今回の展示は、いわゆる浮世絵の名品、それも状態の良いものをシッカリ揃えたという印象。これを紹介するとチト当たり前の内容になるので、
ここでは肉筆などを中心に紹介しよう。
週刊ポストの付録に”雪鼎の「幻の肉筆画」を収録!”との新聞広告がでたようで、実際、雪鼎に関する問い合わせがきたこともあり、一生懸命見てきた。
月岡雪鼎(つきおかせってい)は上方で西川祐信と双璧をなした絵師。雪鼎の肉筆春画は火事を逃れられると信じられていた。火事よけというのはこの人の春画に限らないとは思うが、何か特別の力が信じられていたのだろうか。wikiのこの人の項目には、わざわざエピソードが添えられている。
愛液の描写がすさまじい。写真に撮るのがチト照れくさくて、遠巻きの写真をとった。詳しくは芸術新潮に載っているので見てほしい。この鬼気迫ると言っても良い描写の力はなんだろうか。確かにあらゆる魔除けに使えそうな執念を感じる描写だ。と信じられてもおかしくないほどの生命力を感じる。月岡雪鼎が何か特別な作家かといえば、浮世絵師としては「たんなる一級」くらいに私は考えているけれども(例えば北斎や栄之が超一流として)、やはり本作はなにか特別なオモイが籠っているように思う。
鳥文斎栄之の肉筆掛軸もこの機会にしかおそらく見られない力作。この力強さ、艶やかさ、気品は他にない。
「馬鹿夫婦 春画を真似て 手をくじき」 A foolish couple copy the shunga spraining a wrist.
江戸時代の狂歌を紹介してくれている。
とわざわざデカイ看板で笑わせてくれる。これは今回演出にあたった大英の学芸員さんのウィットというべきだろう。
日本語の方がずっと可笑しいけど。
これが面白いのは、春画の体位は、現実にはどう考えても不可能な体のねじり方をしているという事を庶民みんなが知っている、という背景がある。

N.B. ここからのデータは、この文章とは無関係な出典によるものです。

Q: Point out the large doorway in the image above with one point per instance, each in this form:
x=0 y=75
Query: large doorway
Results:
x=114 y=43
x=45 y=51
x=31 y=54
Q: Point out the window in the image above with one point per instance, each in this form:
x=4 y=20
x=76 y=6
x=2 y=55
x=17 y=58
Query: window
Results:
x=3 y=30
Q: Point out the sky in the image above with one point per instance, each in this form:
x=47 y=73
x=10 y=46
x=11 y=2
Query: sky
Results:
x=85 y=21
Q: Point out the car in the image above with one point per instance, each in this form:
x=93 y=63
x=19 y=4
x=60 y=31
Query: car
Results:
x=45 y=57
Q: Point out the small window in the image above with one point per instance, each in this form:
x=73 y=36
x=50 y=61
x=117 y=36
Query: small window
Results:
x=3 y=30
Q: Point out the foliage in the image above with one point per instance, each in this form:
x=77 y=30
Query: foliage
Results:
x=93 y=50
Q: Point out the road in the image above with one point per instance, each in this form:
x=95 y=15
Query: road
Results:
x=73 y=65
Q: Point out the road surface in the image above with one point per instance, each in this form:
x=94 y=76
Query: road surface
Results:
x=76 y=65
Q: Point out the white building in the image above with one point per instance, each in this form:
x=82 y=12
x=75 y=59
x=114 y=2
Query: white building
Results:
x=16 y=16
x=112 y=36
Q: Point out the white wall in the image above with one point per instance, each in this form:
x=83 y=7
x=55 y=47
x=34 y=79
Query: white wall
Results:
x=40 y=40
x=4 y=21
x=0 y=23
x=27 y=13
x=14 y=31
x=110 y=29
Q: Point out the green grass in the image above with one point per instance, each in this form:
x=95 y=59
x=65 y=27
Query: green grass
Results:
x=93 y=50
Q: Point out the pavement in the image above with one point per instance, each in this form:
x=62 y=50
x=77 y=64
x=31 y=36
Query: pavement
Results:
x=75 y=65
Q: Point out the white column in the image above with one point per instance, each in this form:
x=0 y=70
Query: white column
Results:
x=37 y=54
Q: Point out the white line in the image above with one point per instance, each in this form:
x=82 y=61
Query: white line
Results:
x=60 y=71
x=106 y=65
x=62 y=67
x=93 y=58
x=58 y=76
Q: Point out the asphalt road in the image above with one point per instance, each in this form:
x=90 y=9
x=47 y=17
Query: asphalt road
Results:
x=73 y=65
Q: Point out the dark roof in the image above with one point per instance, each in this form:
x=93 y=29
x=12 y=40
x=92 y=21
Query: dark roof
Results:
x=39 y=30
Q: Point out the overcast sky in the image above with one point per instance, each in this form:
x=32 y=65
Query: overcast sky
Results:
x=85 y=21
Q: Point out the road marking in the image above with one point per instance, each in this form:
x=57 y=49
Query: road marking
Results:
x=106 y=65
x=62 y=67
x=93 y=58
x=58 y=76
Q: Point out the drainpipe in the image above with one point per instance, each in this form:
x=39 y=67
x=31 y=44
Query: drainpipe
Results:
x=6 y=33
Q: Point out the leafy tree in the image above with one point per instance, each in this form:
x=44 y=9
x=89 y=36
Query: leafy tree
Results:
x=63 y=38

春画は、江戸期はどうも各家庭にひとつ以上あって、しかも女性が嫁入り道具に持ってきていたらしい。本当かどうかは知らないが。その一方で、構図や人物、着物の組み合わせの妙をはかるため、実際には難しい体のひねり方をしている。ただ、「枕絵」というぐらいだから、夫婦生活の参考にはきっとしていたのだろう。しかし「教科書」には「嘘」もあるので、信じ過ぎると「バカ夫婦」として「手をくじく」わけである。この辺りの事情がみなわかるから、笑うのである。この展示を見て笑った人の数もそうとう多いだろう。
よくあるアイドル・グラビアも、あれは一般人が真似るという大変だと聞く。体の柔らかさとプロ意識あってこそのグラビアアイドルなのだ。ロダンとかの彫刻モデルもありえない体位をしている。芸術のためなら、みんな苦労しているのだ。

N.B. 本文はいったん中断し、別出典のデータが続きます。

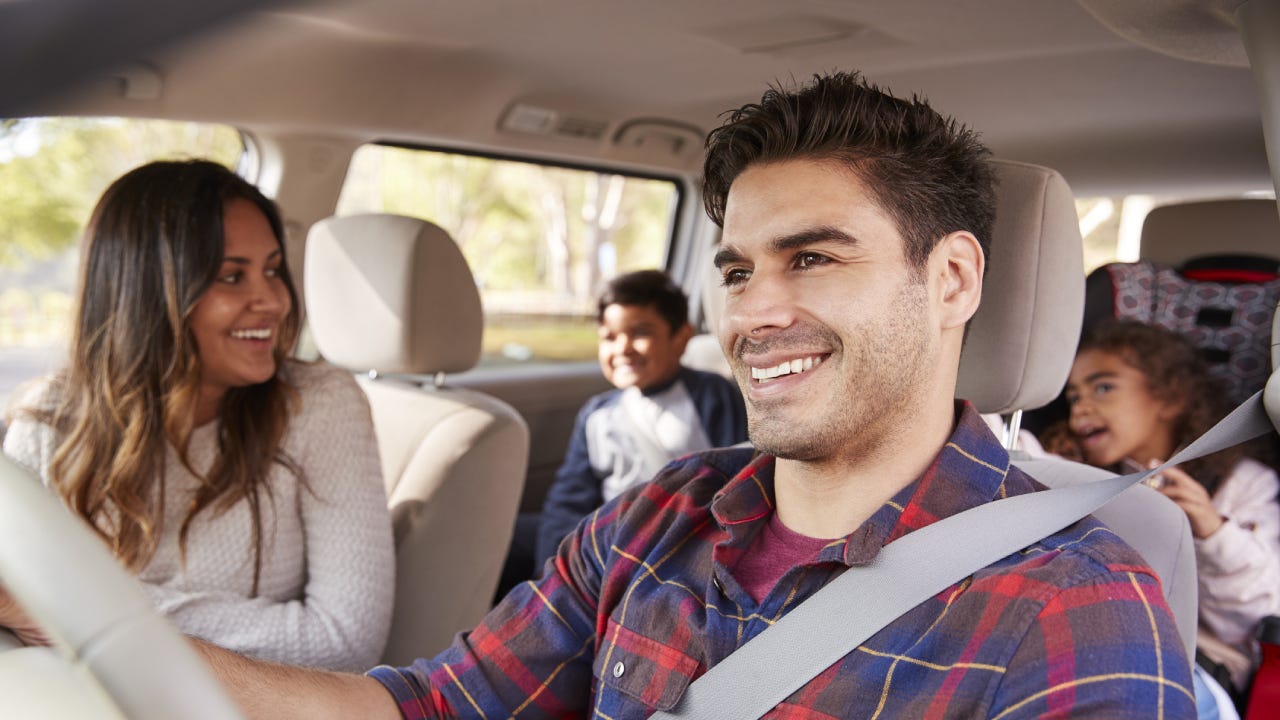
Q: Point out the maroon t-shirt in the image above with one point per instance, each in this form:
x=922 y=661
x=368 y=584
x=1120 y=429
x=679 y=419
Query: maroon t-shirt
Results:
x=775 y=550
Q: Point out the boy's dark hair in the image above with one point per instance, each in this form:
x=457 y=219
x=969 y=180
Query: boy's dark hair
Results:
x=929 y=173
x=1176 y=373
x=652 y=288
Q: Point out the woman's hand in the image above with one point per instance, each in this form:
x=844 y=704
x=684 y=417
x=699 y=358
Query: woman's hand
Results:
x=13 y=616
x=1193 y=499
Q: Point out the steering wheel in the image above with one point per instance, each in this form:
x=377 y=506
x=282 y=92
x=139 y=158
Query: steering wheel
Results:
x=97 y=616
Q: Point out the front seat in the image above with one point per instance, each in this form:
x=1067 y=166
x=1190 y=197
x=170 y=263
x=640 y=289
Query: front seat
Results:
x=393 y=299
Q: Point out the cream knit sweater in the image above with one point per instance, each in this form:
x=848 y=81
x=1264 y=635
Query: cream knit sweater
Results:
x=327 y=582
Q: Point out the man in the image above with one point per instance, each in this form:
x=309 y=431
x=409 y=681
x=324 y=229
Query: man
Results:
x=853 y=256
x=658 y=411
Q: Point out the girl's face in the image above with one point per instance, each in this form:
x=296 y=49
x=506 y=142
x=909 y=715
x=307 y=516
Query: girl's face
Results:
x=1114 y=414
x=237 y=320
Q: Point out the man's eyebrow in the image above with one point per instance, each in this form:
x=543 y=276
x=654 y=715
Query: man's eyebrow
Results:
x=822 y=233
x=726 y=255
x=804 y=238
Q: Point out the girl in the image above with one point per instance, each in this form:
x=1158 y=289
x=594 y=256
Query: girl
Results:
x=241 y=487
x=1138 y=393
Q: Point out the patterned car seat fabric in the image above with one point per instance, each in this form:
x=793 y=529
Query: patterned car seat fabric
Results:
x=1224 y=305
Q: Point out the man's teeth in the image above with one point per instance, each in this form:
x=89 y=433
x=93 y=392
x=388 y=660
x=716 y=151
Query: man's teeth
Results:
x=786 y=368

この春画展、日本でも巡回展を予定していたが、いずれの企画もポシャってしまったらしい。「反対勢力」が根強いのだ。個別の事情を聞くと、仕方ないのかな、と思う。やはり日本では、なまなましすぎるし、そして一部の人が強力に嫌悪するぐらいであるからこそ春画たりうる、といえなくもない。ある意味、現代アートと似ている。ただし、ほとんど全ての浮世絵師が並ならぬ情熱と技術を携え、お上のシバリをかいくぐり、イノチガケで制作をしていたことを考えると、現在のように半ば無視されている日本の現状は、世界史的に見て「野蛮時代」といえなくもない。
春画を通してわかること、春画自体の技術など、汲み取れることも少なくないと思うので、今まで嫌悪していた方も、機会があれば見ていただきたい。